EAST GERMANY is less accessible than any other of Eastern Europe's Communist countries, and less is known about it. But the Walled-in domain is in many ways a crucial area in a new Europe of growing East-West contacts. Thus TIME explores, in words and twelve pages of unusual color pictures, the half country that is politically retrograde but economically trying hard to progress. The story was written by David B. Tinnin and edited by Edward Jamieson. They drew on extensive on-the-scene accounts from Bonn Bureau Chief Herman Nickel, who had to wait three months for his visa but finally got it, plus background reports from the Bonn bureau's Gisela Bolte and Burton Pines.
Nickel was preceded into East Germany by Marshall Loeb, who edits TIME color projects, and Photographer Jerry Cooke. Their entries also took much wangling, but once inside the country they encountered only minor harassment. Once, while Cooke was photographing the Wall from the western side, a soldier from the other side kept blinking a mirror into his lens. One frustration for the visiting journalist in East Germany is the obligatory, ever-present "guide," for whose services the government charges $40 a day.

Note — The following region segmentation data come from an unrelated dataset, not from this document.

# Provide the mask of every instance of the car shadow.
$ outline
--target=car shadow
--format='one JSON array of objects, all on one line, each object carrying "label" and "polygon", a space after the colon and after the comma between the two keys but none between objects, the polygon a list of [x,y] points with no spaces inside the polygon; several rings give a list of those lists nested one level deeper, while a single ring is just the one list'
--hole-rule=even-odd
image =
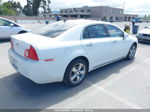
[{"label": "car shadow", "polygon": [[139,42],[139,44],[142,44],[142,45],[150,45],[150,42]]},{"label": "car shadow", "polygon": [[101,67],[88,73],[85,81],[73,88],[63,83],[39,85],[19,73],[11,74],[0,79],[0,108],[46,109],[52,107],[89,88],[91,85],[86,83],[86,80],[96,84],[114,73],[119,73],[121,69],[132,63],[133,61],[120,60]]},{"label": "car shadow", "polygon": [[0,39],[0,44],[1,43],[7,43],[7,42],[9,42],[10,41],[10,39]]}]

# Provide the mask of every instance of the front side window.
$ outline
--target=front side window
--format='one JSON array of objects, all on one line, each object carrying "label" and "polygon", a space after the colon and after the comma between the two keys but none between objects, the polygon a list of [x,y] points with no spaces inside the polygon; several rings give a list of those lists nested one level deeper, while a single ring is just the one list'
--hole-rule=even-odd
[{"label": "front side window", "polygon": [[60,21],[60,22],[55,22],[55,23],[46,25],[42,28],[36,29],[32,33],[50,37],[50,38],[55,38],[74,26],[76,26],[76,24],[72,22]]},{"label": "front side window", "polygon": [[112,26],[112,25],[106,25],[110,37],[123,37],[124,33],[117,27]]},{"label": "front side window", "polygon": [[11,22],[0,19],[0,26],[10,26]]},{"label": "front side window", "polygon": [[92,26],[89,26],[89,27],[87,27],[85,29],[85,34],[86,34],[86,37],[84,37],[84,38],[87,38],[87,35],[89,35],[89,38],[104,38],[104,37],[108,37],[106,29],[105,29],[105,27],[103,25],[92,25]]}]

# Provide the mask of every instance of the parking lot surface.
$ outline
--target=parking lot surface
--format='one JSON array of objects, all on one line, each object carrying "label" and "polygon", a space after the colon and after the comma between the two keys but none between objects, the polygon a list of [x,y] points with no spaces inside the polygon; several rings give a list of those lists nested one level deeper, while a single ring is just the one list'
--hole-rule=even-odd
[{"label": "parking lot surface", "polygon": [[148,43],[138,45],[134,60],[94,70],[74,88],[38,85],[16,73],[8,61],[9,48],[9,41],[0,42],[0,109],[150,109]]}]

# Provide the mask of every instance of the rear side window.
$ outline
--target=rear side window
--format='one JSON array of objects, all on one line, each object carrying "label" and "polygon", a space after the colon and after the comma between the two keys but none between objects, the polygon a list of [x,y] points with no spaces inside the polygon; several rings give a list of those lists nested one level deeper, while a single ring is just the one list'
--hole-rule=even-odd
[{"label": "rear side window", "polygon": [[123,37],[124,33],[117,27],[112,26],[112,25],[106,25],[110,37]]},{"label": "rear side window", "polygon": [[0,19],[0,26],[10,26],[11,22]]},{"label": "rear side window", "polygon": [[85,28],[83,38],[104,38],[108,37],[105,26],[92,25]]},{"label": "rear side window", "polygon": [[87,28],[85,28],[85,30],[84,30],[84,32],[83,32],[83,38],[84,38],[84,39],[90,38],[90,35],[89,35],[89,32],[88,32],[88,29],[87,29]]}]

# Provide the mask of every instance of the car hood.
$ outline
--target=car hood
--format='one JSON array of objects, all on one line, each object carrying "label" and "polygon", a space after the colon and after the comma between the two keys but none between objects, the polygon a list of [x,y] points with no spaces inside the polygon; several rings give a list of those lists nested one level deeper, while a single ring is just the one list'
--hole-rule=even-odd
[{"label": "car hood", "polygon": [[150,34],[150,29],[143,29],[139,32],[139,34]]}]

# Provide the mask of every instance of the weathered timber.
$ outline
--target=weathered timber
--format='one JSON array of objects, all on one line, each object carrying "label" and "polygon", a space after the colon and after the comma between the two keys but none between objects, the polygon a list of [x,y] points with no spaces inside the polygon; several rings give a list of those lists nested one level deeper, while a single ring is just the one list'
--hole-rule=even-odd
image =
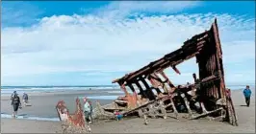
[{"label": "weathered timber", "polygon": [[[199,78],[197,78],[196,75],[192,74],[194,83],[186,86],[175,86],[164,73],[165,69],[170,67],[175,73],[181,74],[176,66],[192,57],[196,58]],[[147,83],[145,79],[148,79],[150,83]],[[139,81],[142,82],[143,87]],[[193,116],[192,110],[202,112],[195,119],[211,116],[213,118],[222,118],[222,121],[238,125],[232,99],[230,94],[226,93],[227,90],[225,88],[222,50],[217,19],[212,24],[210,30],[188,39],[181,48],[165,55],[162,58],[152,61],[137,71],[113,80],[113,83],[115,82],[125,92],[127,100],[124,100],[124,101],[127,101],[128,107],[132,107],[132,109],[124,110],[124,115],[139,112],[139,115],[141,117],[144,115],[142,113],[146,113],[146,111],[141,109],[148,108],[149,105],[156,104],[158,100],[162,100],[162,109],[163,107],[165,107],[165,110],[171,108],[177,118],[178,113],[184,111],[183,107],[185,107],[187,109],[185,111],[192,117]],[[133,98],[128,100],[129,97],[135,95],[129,95],[124,85],[129,86],[133,94],[137,94],[135,88],[131,86],[132,84],[136,84],[140,89],[139,94],[141,96],[141,100],[148,99],[150,101],[135,105]],[[160,91],[160,88],[164,89],[164,93]],[[156,90],[157,95],[154,95],[152,90]],[[181,97],[181,94],[184,95]],[[136,100],[141,101],[141,100]],[[195,102],[200,104],[200,108],[194,105]],[[159,110],[159,108],[157,109]],[[221,112],[219,112],[219,109],[221,109]],[[152,109],[149,111],[152,112]],[[159,113],[153,112],[152,114],[154,117]],[[146,115],[146,118],[147,116],[149,115]]]}]

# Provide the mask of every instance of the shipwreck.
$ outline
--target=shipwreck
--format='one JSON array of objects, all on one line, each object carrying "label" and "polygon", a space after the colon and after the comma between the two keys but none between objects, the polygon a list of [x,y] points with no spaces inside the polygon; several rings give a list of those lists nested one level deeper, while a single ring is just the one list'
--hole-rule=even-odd
[{"label": "shipwreck", "polygon": [[[193,83],[175,86],[164,70],[172,68],[175,73],[181,74],[176,66],[192,57],[196,58],[199,77],[192,74]],[[166,119],[170,113],[176,119],[179,115],[186,115],[190,120],[206,117],[238,125],[230,89],[225,87],[217,19],[210,30],[188,39],[178,50],[112,82],[119,84],[125,96],[104,106],[97,103],[97,111],[102,115],[114,116],[113,112],[118,110],[126,117],[141,117],[148,123],[148,117]],[[61,121],[65,120],[81,127],[85,124],[84,121],[80,121],[84,119],[78,100],[73,117],[68,113],[68,116],[61,116],[64,113],[62,105],[64,102],[57,105]]]},{"label": "shipwreck", "polygon": [[[192,74],[194,83],[175,86],[164,70],[172,68],[181,74],[176,66],[192,57],[196,58],[199,78]],[[172,111],[177,119],[179,113],[188,113],[192,120],[208,117],[238,125],[230,89],[225,87],[217,19],[210,30],[188,39],[180,49],[113,80],[113,83],[118,83],[125,93],[125,97],[115,100],[114,106],[124,109],[124,116],[137,113],[144,118],[166,118],[166,112]],[[133,94],[127,92],[128,88]],[[135,89],[139,89],[139,93]],[[111,107],[105,109],[111,110]]]}]

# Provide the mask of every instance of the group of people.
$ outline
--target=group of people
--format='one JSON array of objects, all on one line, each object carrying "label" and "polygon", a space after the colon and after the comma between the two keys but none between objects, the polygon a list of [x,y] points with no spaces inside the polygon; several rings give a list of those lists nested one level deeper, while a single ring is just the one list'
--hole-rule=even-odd
[{"label": "group of people", "polygon": [[85,121],[89,123],[92,123],[92,104],[90,100],[88,100],[88,99],[84,98],[84,114],[85,114]]},{"label": "group of people", "polygon": [[[28,94],[24,93],[22,100],[23,100],[24,105],[26,106],[28,103],[28,100],[29,100]],[[13,117],[16,118],[18,108],[20,109],[22,108],[21,101],[20,101],[20,99],[16,91],[14,91],[11,96],[11,105],[13,105]]]},{"label": "group of people", "polygon": [[[243,90],[243,93],[245,99],[246,106],[249,107],[251,90],[249,89],[248,85],[246,86],[246,88]],[[22,99],[23,99],[23,103],[26,106],[28,104],[28,100],[29,100],[28,94],[24,93]],[[13,117],[15,118],[17,115],[18,108],[22,108],[21,101],[20,101],[20,99],[16,91],[14,91],[11,96],[11,104],[13,105]],[[84,98],[84,114],[85,114],[86,122],[89,123],[92,123],[92,117],[91,117],[92,104],[91,104],[91,101],[88,100],[86,97]],[[118,111],[115,111],[114,114],[117,121],[119,121],[122,118],[122,115]]]},{"label": "group of people", "polygon": [[[89,100],[86,97],[84,98],[84,114],[85,114],[85,121],[88,123],[92,123],[92,104],[91,101]],[[122,119],[122,114],[115,110],[114,112],[115,117],[116,118],[117,121]]]}]

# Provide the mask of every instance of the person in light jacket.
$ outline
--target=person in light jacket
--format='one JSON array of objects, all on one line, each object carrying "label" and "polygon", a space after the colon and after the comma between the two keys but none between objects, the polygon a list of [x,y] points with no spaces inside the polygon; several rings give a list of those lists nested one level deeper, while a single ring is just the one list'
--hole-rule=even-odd
[{"label": "person in light jacket", "polygon": [[249,107],[249,105],[250,105],[251,91],[250,91],[248,85],[246,85],[246,88],[243,90],[243,96],[245,98],[245,103]]}]

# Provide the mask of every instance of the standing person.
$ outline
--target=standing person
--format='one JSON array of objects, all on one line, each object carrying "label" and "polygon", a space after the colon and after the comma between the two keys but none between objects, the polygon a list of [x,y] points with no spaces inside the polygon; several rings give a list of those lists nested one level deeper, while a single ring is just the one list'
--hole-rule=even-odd
[{"label": "standing person", "polygon": [[88,101],[88,99],[84,98],[84,114],[85,114],[85,121],[90,123],[90,106]]},{"label": "standing person", "polygon": [[245,98],[245,102],[246,102],[248,107],[250,105],[250,95],[251,95],[251,91],[249,89],[249,86],[246,85],[246,88],[243,90],[243,96]]},{"label": "standing person", "polygon": [[21,102],[19,100],[19,97],[17,96],[17,94],[15,94],[13,99],[12,99],[12,105],[13,106],[13,117],[16,118],[17,115],[17,110],[20,107],[21,108]]},{"label": "standing person", "polygon": [[92,110],[93,110],[93,107],[92,107],[92,103],[90,100],[89,100],[89,104],[90,104],[90,123],[92,123]]},{"label": "standing person", "polygon": [[122,119],[122,117],[123,117],[118,110],[115,111],[114,114],[115,114],[115,116],[117,121],[120,121]]},{"label": "standing person", "polygon": [[13,105],[13,98],[14,97],[14,95],[16,95],[17,92],[16,91],[13,91],[13,93],[11,95],[11,105]]},{"label": "standing person", "polygon": [[24,92],[24,94],[23,94],[23,102],[24,102],[24,105],[25,106],[27,106],[27,104],[28,104],[28,100],[29,100],[29,96],[28,96],[28,94],[26,94],[25,92]]}]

Nickel's escort was a friendly but ideologically correct type who called the Western correspondent "beloved enemy." But, said Nickel, "when my conversation with people touched on sensitive matters, he discreetly hid his head behind a newspaper to make us feel at ease, although he later nonchalantly asked what had been said."
In a cover story on the population explosion seven years ago (TIME, Jan. 11, 1960), we quoted from a United Nations projection which suggested that 600 years hence there will be only one square meter for each person on earth to live on, unless some new means of population control are found. Scientists, our story said, looked ahead to "the still-undiscovered oral contraceptive."
Now the long search is over, as is made clear by this week's cover story on birth control and "the pill." The article traces the history of "the pill" over two decades of trial and error; it deals with its medical aspects as well as with its moral and social implications. It was written by Gilbert Cant, TIME's Medicine writer for 18 years, edited by Peter Bird Martin and researched by Jean Bergerud, with the help of many TIME correspondents. The cover picture is the work of Photographer Robert S. Crandall, who assembled most of the currently available pills into a shape representing the scientific symbol for "female." If the pastel colors of the pills create a rather cheery, vernal effect, that is not inappropriate to the title of the cover story: "Freedom from Fear."